News, Mar 13, 2026

Dean Massey: New Master of Urban Technology will equip students to lead through innovative degree design, emerging tech, and human connections 

Republished from The University Record article “Look to Leadership: Shaping cities with AI and alumni” (March 9, 2026; by Dean Jonathan Massey)

“I want to empower students to leverage AI so that they can lead with curiosity and empathy in undertaking socially relevant, ecologically minded work.”

“I want to leverage the scaling capacity of technology so that people can lead the lives they want.”

“I want to create a future in which designers have the business and tech chops to make their ideas happen.” 

Last September, a group of Taubman College faculty, alumni, and advisors gathered to workshop a new graduate degree addressing emergent needs and methods in our fields. 

Building on a year of meetings with faculty and consultation with industry experts, we used design thinking to focus ideas and prioritize competing goals. The fields of architecture, planning, and real estate are changing, and we started by articulating some desires — including the examples above — for ways that Taubman College can transform the educational experience to help people lead those changes. 

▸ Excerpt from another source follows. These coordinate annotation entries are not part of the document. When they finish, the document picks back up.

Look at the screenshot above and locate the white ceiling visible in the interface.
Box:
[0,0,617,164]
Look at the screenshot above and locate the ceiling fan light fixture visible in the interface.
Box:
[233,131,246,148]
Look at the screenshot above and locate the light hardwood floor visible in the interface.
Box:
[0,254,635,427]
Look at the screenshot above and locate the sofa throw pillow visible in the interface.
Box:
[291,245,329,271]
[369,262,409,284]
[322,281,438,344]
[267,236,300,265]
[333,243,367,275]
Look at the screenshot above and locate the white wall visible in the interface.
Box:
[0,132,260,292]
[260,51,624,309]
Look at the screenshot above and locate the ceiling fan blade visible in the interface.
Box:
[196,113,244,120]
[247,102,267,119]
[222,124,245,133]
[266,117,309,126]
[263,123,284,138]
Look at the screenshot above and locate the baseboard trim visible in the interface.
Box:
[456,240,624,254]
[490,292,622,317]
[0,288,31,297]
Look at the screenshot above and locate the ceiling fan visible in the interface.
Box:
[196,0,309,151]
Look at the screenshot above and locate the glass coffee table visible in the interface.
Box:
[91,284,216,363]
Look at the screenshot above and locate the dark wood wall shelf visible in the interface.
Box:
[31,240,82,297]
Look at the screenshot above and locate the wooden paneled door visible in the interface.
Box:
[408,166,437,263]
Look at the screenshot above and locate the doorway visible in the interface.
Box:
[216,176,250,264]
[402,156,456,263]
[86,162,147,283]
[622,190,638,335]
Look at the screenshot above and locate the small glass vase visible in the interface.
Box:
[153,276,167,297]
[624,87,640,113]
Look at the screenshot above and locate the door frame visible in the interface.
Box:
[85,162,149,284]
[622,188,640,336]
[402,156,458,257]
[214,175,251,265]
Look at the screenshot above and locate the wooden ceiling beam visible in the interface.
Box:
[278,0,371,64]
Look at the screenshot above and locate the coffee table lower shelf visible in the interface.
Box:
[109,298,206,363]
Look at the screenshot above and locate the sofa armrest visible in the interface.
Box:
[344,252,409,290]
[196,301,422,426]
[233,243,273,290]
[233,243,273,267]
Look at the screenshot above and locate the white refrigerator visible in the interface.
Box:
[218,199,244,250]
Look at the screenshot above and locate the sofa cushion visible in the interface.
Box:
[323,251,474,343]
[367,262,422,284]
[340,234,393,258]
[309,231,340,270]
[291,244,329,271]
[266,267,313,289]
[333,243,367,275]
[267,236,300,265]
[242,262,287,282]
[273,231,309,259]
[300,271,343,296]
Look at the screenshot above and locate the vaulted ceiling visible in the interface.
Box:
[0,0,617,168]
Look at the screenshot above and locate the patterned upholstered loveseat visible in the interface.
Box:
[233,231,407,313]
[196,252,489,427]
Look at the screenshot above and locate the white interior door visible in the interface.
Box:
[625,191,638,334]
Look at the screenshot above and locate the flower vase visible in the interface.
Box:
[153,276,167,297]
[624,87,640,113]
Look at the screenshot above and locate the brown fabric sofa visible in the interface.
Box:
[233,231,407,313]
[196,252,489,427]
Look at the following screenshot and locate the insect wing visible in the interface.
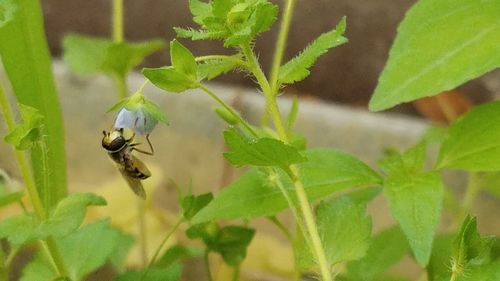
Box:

Our guiding question: How can we equip students to shape the built environment beyond existing roles and degree pathways? 

Working through a series of prompts, several whiteboards, and, yes, many sticky notes, we set parameters for a one-year graduate program that equips students with the systems and business models to improve housing, water, mobility, and other urban systems. Unlike competitor programs, it would employ technology to grow student agency, build entrepreneurial sensibility, and create impactful solutions. 

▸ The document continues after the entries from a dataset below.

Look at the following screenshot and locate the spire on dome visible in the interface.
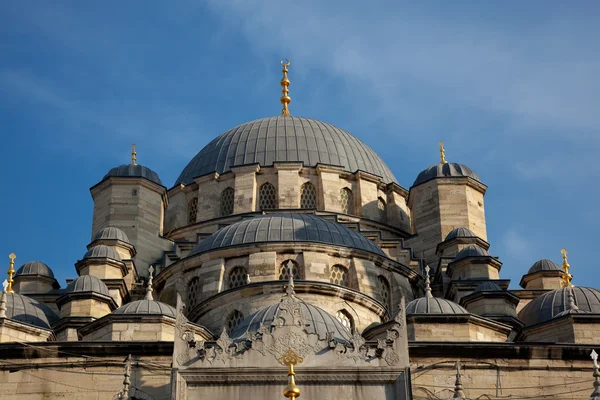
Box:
[145,265,154,300]
[279,58,292,117]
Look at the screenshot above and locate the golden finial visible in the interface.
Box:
[440,142,448,164]
[6,253,17,293]
[131,143,137,165]
[560,249,573,287]
[279,349,304,399]
[279,58,292,117]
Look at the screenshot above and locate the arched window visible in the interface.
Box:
[377,197,387,224]
[229,267,248,289]
[340,188,354,214]
[279,260,300,281]
[377,275,390,307]
[221,188,235,217]
[329,265,348,286]
[188,197,198,224]
[227,310,244,333]
[188,277,200,310]
[258,182,277,210]
[300,182,317,208]
[335,310,354,332]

The result of all that planning is a new Master of Urban Technology that, pending university and state approval, we will announce this summer for a Fall 2027 launch. This degree addresses the growing field in which people use data and technology to make cities work better for people and the planet. In this effort, the new program aligns with two additional Look to Michigan impact areas: Advanced Technology and Energy, Climate Action, Sustainability and Environmental Equity. It also builds on our success in creating a first-of-its-kind undergraduate degree.

Launched in 2021, our Bachelor of Science in Urban Technology has evolved from what we first considered a tech-focused branch of urban planning into a full-stack liberal arts education for the urban era. Through user-centered design and a collaborative, studio-based curriculum, it empowers students to pursue their goals in areas such as automation, proptech, sustainability, and mobility. In 2025, we graduated our first 20 students and welcomed our latest cohort as we hit—and even exceeded—our goal of enrolling 50 new students annually. We also recruited four new faculty members specializing in product development, civic tech, designing for longevity, and housing.

The master’s degree will be among the first educational offerings at the new University of Michigan Center for Innovation, which will open in Detroit in fall 2027. Envisioned as a world-class research, education, and entrepreneurship center, UMCI aims to strengthen Detroit and Michigan as a whole by enhancing the knowledge and skills of current and future residents in technology, entrepreneurship, and other forms of innovation. 

Designing the degree, together

Our new degree will foreground innovation and emerging best practices—and our process for developing it has been equally innovative. In addition to traditional faculty workshops, we reviewed job market data and employment projections, and we surveyed prospective students about preferences for duration, format, location, subject matter, and cost. We visited industry experts and commissioned key people across the sector to share their views. We used AI tools to broaden and accelerate the process. 

A group of urban technology students
The first cohort of graduates from Taubman College’s Bachelor of Science in Urban Technology in 2025.

Above all, we’ve tapped the incredible U-M alumni network. Last summer, a group of faculty spent two days in New York for an industry immersion with leaders from companies changing the way we develop, design, deliver, and manage buildings and infrastructure. We learned about the rapidly-moving world of energy grids and data centers, prefabricated modular construction, and the startup ecosystem generating new forms of urban management and mobility. 

The September design thinking workshop at which the Master of Urban Technology took shape was also led by an alumnus, Jim Hackett, B.G.S. ’77, former CEO of Ford Motor Co. and Steelcase, and onetime U-M athletic director. It also included Josh Sirefman, M.U.P. ’03, who helped create the field of urban technology as a co-founder of Sidewalk Labs, an urban tech company developed and launched by Alphabet, before Sirefman became the first CEO of Michigan Central. 

Learning from and thinking with our alumni in this way exemplifies a key strength of Taubman College and our university: the deep relationships that connect students, faculty, and staff to alumni who are shaping every field of endeavor. As AI disrupts industries and education, we recognize the increased importance of intellectual and career development through experiential learning and relationship-building. In these intensely human domains, our people are an incomparable asset.

By Jonathan Massey, dean of the Taubman College of Architecture and Urban Planning, and a professor of architecture. Massey is an accomplished scholar of modern architecture and a leading authority on architecture and planning education.